Here are the first several steps. Notice that the equations are homogenous, so we can look for rational solutions and clear out the denominators at the end. The basic point here is that $\{ a^2+4b^2=c^2, 4a^2+b^2 = d^2 \}$ is a genus one curve in $\mathbb{P}^3$, and there are good methods to find rational points on genus one curves.
By the standard parametrization of Pythagorean triples, $(a,b,c)$ must be of the form $(x^2-y^2, xy, x^2+y^2)$. So we now want to solve $4 (x^2-y^2)^2 + (xy)^2 = d^2$. As in this question, set $u=x/y$ and $e=d/y^2$, so $4 (u^2-1)^2 + u^2 = e^2$. (Note that we have discarded the solutions at $y=0$.) We can recover $(x,y,d)$ from $(u,e)$ as $(x,y,d) = (uy, y, e y^2)$.
Expanding, we have $e^2=4u^4 - 7 u^2+4$ or $e^2 - (2u^2 -7/4)^2=15/16$. This is a genus one curve, with two rational points at $\infty$, where $e \approx \pm 2 u^2$. A genus one curve with a rational point is an elliptic curve. As in my previous answer, we now compute what that elliptic curve is explicitly. Set $$v = e-2u^2+7/4 \quad f = u(e-2u^2+7/4).$$ Note that $u=f/v$ and $e = v + 2 (f/v)^2 -7/4$, so $(u,e)$ are rational if and only if $(v,f)$ are. We have $$v(v+4(f/v)^2 - 7/2) = 15/16$$ or, clearing denominators, $$64 f^2 = 15 v + 56 v^2 - 16 v^3.$$
The next step is to find rational points on this elliptic curve. I know that there is standard software for this, but I don't know how to use it.
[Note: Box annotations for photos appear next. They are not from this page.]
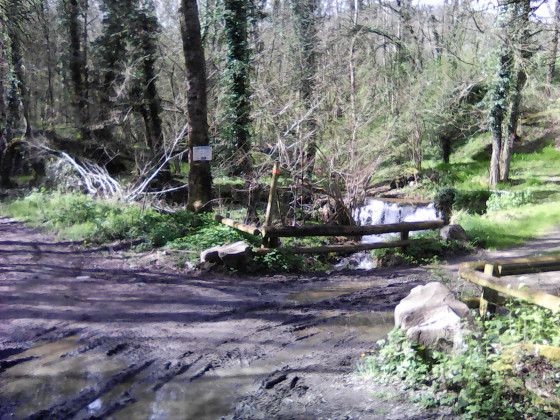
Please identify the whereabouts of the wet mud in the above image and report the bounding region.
[0,218,456,420]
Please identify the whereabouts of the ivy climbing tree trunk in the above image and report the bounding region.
[0,9,11,187]
[63,0,89,139]
[179,0,212,212]
[500,0,533,182]
[291,0,320,173]
[224,0,252,175]
[489,0,532,187]
[547,0,560,84]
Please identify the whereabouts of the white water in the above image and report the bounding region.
[352,199,438,244]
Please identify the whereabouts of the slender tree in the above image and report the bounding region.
[61,0,90,139]
[547,0,560,84]
[290,0,320,173]
[224,0,252,175]
[179,0,212,211]
[489,0,532,187]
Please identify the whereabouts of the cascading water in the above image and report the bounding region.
[352,199,438,244]
[333,198,438,270]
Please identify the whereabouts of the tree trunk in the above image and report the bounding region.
[66,0,89,139]
[179,0,212,212]
[547,0,560,84]
[0,10,11,187]
[488,99,504,187]
[224,0,253,175]
[500,0,533,182]
[291,0,320,174]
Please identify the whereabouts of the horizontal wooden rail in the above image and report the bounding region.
[261,220,445,238]
[253,239,436,255]
[212,214,261,236]
[459,257,560,315]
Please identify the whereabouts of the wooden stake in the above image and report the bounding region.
[264,162,280,226]
[262,162,280,248]
[212,214,261,236]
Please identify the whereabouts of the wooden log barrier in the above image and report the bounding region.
[459,259,560,313]
[261,220,444,238]
[212,214,261,236]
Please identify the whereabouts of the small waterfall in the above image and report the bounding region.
[352,199,438,244]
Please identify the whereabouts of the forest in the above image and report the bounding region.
[0,0,559,217]
[5,0,560,419]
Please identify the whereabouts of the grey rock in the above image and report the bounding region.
[439,225,469,242]
[395,282,472,352]
[200,241,253,268]
[200,246,221,263]
[218,241,253,268]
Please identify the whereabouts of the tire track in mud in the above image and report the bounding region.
[0,218,438,419]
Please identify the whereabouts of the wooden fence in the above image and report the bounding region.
[459,256,560,316]
[214,215,444,254]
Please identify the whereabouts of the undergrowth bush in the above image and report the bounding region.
[255,248,304,271]
[487,189,535,211]
[453,190,491,214]
[361,307,560,419]
[457,202,560,249]
[2,191,256,252]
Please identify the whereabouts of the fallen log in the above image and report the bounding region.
[261,220,444,238]
[253,239,436,255]
[212,214,261,236]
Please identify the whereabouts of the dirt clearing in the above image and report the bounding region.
[0,218,456,419]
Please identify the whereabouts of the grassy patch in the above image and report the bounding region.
[0,192,254,258]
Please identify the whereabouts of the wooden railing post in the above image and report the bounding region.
[262,162,280,248]
[479,264,500,318]
[401,230,408,253]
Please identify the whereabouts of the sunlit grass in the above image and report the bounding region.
[458,202,560,249]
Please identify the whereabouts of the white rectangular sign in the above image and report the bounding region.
[193,146,212,162]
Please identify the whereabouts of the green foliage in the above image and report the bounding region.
[457,202,560,249]
[371,231,471,265]
[362,307,560,419]
[256,249,304,271]
[1,191,198,248]
[434,188,456,222]
[453,190,491,214]
[487,190,534,211]
[169,215,259,253]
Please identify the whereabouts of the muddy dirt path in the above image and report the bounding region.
[0,218,442,419]
[0,217,560,420]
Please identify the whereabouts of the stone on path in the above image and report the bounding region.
[395,282,472,352]
[200,241,253,268]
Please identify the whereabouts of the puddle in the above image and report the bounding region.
[0,336,125,418]
[286,281,377,305]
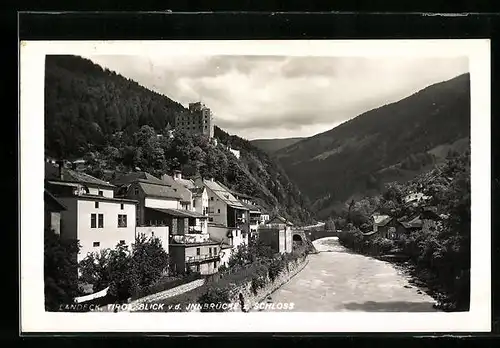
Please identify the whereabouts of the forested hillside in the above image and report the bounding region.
[276,74,470,217]
[45,56,311,223]
[251,138,304,154]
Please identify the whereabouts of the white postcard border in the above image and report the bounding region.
[20,39,491,333]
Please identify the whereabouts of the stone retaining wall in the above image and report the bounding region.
[230,257,309,312]
[130,279,205,305]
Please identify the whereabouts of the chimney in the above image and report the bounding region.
[174,170,182,180]
[56,160,64,180]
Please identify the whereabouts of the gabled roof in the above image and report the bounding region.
[190,186,205,197]
[114,172,163,185]
[45,162,115,188]
[146,208,207,219]
[268,215,293,226]
[162,174,191,202]
[138,181,182,200]
[43,190,66,211]
[372,215,392,226]
[203,180,248,210]
[399,216,423,228]
[242,202,261,214]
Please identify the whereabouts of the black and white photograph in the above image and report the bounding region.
[20,40,491,332]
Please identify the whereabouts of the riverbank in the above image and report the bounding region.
[259,238,438,312]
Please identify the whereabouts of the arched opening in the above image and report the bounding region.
[292,234,304,249]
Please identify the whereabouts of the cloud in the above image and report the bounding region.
[88,55,468,139]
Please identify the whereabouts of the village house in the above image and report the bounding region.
[231,191,262,237]
[170,234,221,275]
[45,162,137,262]
[162,171,208,233]
[258,215,293,254]
[43,189,66,235]
[116,172,206,239]
[203,179,250,257]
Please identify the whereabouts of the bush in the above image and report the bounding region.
[197,288,230,312]
[44,230,80,311]
[80,236,168,303]
[268,258,285,281]
[132,235,169,293]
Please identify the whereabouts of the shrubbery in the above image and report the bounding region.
[198,288,231,312]
[339,152,471,310]
[44,230,80,311]
[80,236,168,302]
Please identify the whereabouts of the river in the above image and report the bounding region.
[264,237,436,312]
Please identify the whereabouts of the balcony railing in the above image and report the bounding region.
[186,254,220,263]
[171,233,210,244]
[188,226,202,233]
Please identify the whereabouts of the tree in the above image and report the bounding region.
[44,230,80,311]
[131,235,169,292]
[325,218,336,231]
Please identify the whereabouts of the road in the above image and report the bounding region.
[264,237,436,312]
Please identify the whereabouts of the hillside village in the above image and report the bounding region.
[44,103,308,308]
[44,56,470,310]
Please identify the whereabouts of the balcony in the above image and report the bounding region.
[188,226,203,234]
[172,233,210,244]
[186,254,220,263]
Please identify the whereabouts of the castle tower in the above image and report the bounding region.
[175,102,214,138]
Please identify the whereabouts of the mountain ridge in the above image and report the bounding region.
[274,73,470,217]
[45,55,311,224]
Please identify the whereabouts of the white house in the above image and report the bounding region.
[203,179,250,248]
[45,163,137,261]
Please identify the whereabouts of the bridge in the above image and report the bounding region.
[292,229,340,242]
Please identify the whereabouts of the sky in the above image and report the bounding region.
[86,55,469,140]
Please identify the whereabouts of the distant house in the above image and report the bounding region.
[203,179,249,246]
[45,162,137,261]
[170,234,222,275]
[116,172,206,235]
[267,215,294,227]
[43,189,66,235]
[363,214,406,239]
[258,215,293,253]
[403,192,431,206]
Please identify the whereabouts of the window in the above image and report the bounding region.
[118,214,127,227]
[97,214,104,228]
[90,214,97,228]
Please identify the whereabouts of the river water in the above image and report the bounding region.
[264,237,436,312]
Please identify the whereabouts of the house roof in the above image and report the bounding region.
[43,190,66,211]
[189,187,205,196]
[203,180,248,210]
[242,202,261,214]
[138,181,182,200]
[268,215,293,226]
[45,162,115,188]
[162,174,192,203]
[146,208,207,219]
[114,172,164,185]
[372,215,392,226]
[399,215,423,228]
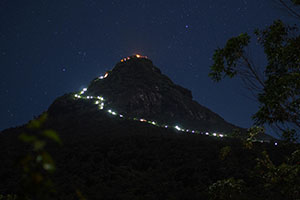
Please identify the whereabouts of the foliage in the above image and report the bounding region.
[209,20,300,139]
[18,114,62,200]
[257,150,300,200]
[209,178,245,200]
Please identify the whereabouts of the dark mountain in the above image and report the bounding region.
[0,56,284,200]
[48,56,244,134]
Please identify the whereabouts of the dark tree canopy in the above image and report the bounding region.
[209,0,300,140]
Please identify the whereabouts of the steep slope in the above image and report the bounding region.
[49,55,242,133]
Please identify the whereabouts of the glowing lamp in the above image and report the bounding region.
[175,126,181,131]
[103,72,108,78]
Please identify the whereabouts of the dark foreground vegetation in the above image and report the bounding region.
[0,113,300,200]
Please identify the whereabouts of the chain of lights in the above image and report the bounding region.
[74,54,277,146]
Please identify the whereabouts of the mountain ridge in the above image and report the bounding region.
[48,55,245,137]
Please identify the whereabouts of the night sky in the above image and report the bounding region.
[0,0,292,133]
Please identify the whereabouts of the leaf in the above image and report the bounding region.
[43,130,62,145]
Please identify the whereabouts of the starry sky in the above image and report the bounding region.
[0,0,293,133]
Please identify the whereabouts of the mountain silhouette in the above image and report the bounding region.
[48,55,245,134]
[0,55,282,200]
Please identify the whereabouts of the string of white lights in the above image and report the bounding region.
[74,54,277,146]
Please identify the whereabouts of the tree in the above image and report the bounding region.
[209,0,300,141]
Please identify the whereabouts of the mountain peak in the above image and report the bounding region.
[49,55,240,133]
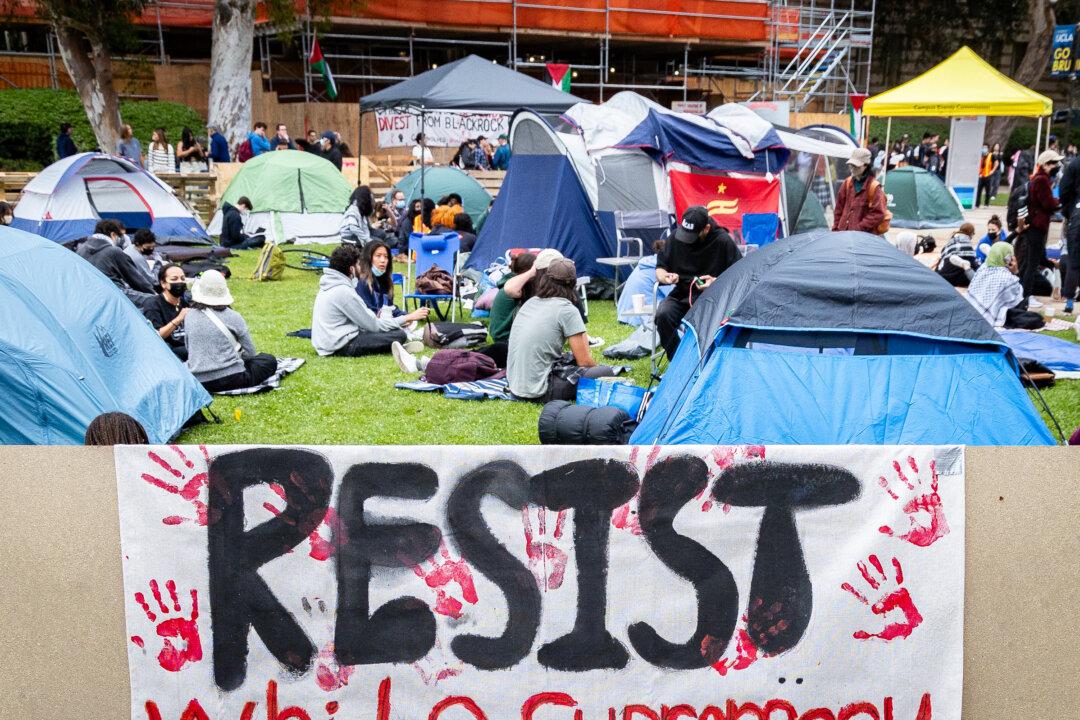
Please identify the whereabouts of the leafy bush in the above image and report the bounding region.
[0,89,205,168]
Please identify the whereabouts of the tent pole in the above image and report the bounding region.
[881,117,892,188]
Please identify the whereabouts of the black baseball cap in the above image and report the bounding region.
[675,205,708,244]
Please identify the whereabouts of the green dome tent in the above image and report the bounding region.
[885,167,963,230]
[394,167,491,229]
[207,150,352,243]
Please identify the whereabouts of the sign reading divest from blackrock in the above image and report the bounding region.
[116,446,964,720]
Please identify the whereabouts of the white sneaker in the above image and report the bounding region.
[390,342,419,375]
Hopefully, someone how does will finish off this question (and the previous one).
Integers $m$ such that,
$$ma^2+b^2=d^2\\a^2+mb^2 = c^2\tag1$$
have solutions unfortunately do not have an official name. However, the $n$ of a similar system,
$$a^2+b^2 = c^2\\a^2+nb^2=d^2\tag2$$
are called concordant numbers and it is well-established it has positive solutions $a,b$ for the sequence,
$$n=1, 7, 10, 11, 17, 20, 22, 23, 24, 27, 30, 31, 34, 41, 42, 45, 47, 49,\dots$$
Let $m=r^2,$ and $a=p/r,\; b= q$, then,
$$p^2+q^2=s_1^2\\p^2+r^4q^2 = s_2^2\tag3$$
But since in your case we have $m=r^2=4,$ and $n=r^4=16$ is not a concordant number, then $(1)$ has no positive integer solutions.